While integration between these system families is highly desirable, it need only be accomplished at a superficial level that emphasizes selective data sharing, as opposed to the need for inter-system process control. Accordingly, we have begun to integrate data from a few of these systems into our BAS front-end as well as to establish selective data downloading to an SQL-based management information system currently being developed. Our long-range plan is to organize shared data among these systems to improve the quality and reliability of utility services we provide to the campus.

In summary, we favor standardization within specific plant and building automation system families. In our opinion, current and near future integration technologies-while capable of providing valuable, but basic interoperability-do not allow for detailed professional manipulation through a single platform.

It may be further unlikely that a BAS industry, which markets its products through a differentiation strategy, will ever offer a true industry-wide, fully standardized open protocol. The challenge is to identify which BAS and plant automation families are best to standardize on, then determine what information might be integrated between each system.

Finally, while neither a competition or a standardization strategy is perfect, the decision to move in either direction looms as both large and timely.
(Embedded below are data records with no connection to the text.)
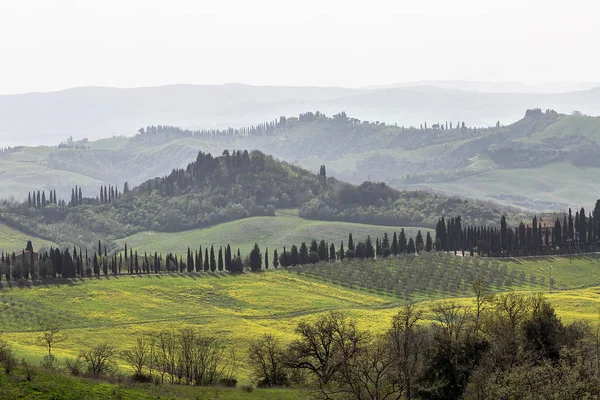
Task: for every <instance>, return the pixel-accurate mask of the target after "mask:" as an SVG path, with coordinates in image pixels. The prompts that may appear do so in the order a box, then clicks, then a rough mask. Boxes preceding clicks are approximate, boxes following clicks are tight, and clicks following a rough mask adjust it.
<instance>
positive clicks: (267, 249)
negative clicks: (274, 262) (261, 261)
mask: <svg viewBox="0 0 600 400" xmlns="http://www.w3.org/2000/svg"><path fill="white" fill-rule="evenodd" d="M265 269H269V248H268V247H266V248H265Z"/></svg>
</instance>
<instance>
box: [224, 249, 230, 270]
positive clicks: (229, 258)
mask: <svg viewBox="0 0 600 400" xmlns="http://www.w3.org/2000/svg"><path fill="white" fill-rule="evenodd" d="M225 269H226V270H227V271H230V272H231V246H229V245H227V247H226V248H225Z"/></svg>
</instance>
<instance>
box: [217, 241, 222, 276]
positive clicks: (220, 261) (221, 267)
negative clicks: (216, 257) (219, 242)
mask: <svg viewBox="0 0 600 400" xmlns="http://www.w3.org/2000/svg"><path fill="white" fill-rule="evenodd" d="M218 269H219V272H223V246H219V258H218Z"/></svg>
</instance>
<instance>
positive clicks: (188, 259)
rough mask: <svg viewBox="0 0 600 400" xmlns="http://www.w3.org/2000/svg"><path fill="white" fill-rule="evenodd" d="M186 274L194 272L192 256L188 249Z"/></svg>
mask: <svg viewBox="0 0 600 400" xmlns="http://www.w3.org/2000/svg"><path fill="white" fill-rule="evenodd" d="M187 268H188V274H191V273H192V272H194V257H193V256H192V250H191V249H190V248H189V247H188V260H187Z"/></svg>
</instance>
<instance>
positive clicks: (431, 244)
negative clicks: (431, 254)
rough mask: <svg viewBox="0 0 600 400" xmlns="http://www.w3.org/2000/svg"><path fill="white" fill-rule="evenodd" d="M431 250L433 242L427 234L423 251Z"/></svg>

Unfortunately, neither strategy is easily reversed, and waiting for less rapidly evolving technology before making a commitment, might leave your organization in the new dark ages.

Summary
This article has presented a strategic management point of view for maximizing an investment in plant and building automation system technology. Central to this issue was an emphasis on defining specific strategic objectives that are augmented by technology-based initiatives. While acquiring expensive assets and providing training may be a satisfying in-basket task for the facilities manager, these activities alone may result in an organization losing sight of how value is to be created from these new technologies.

Locating and developing necessary internal skills, organizational structure, and decision-making autonomy were discussed as essential to exploiting the BAS investment. While the technological landscape has moved beyond most science fiction of the 1960s, the model for building operations management at some institutions may have changed little since that time. The merits of BAS and other plant automation standardization were discussed in detail. While no proprietary system marketed today is specifically recommended in this article, several key criteria for selecting a BAS vendor and for managing a long-term relationship were offered.

In closing, to maximize your BAS investment, you should be dedicated to the belief that it is going to be exceedingly hard work, moderately expensive, and that true success will come from paying attention to details that may not always be obvious. Conversely, success is rarely if ever achieved by accident.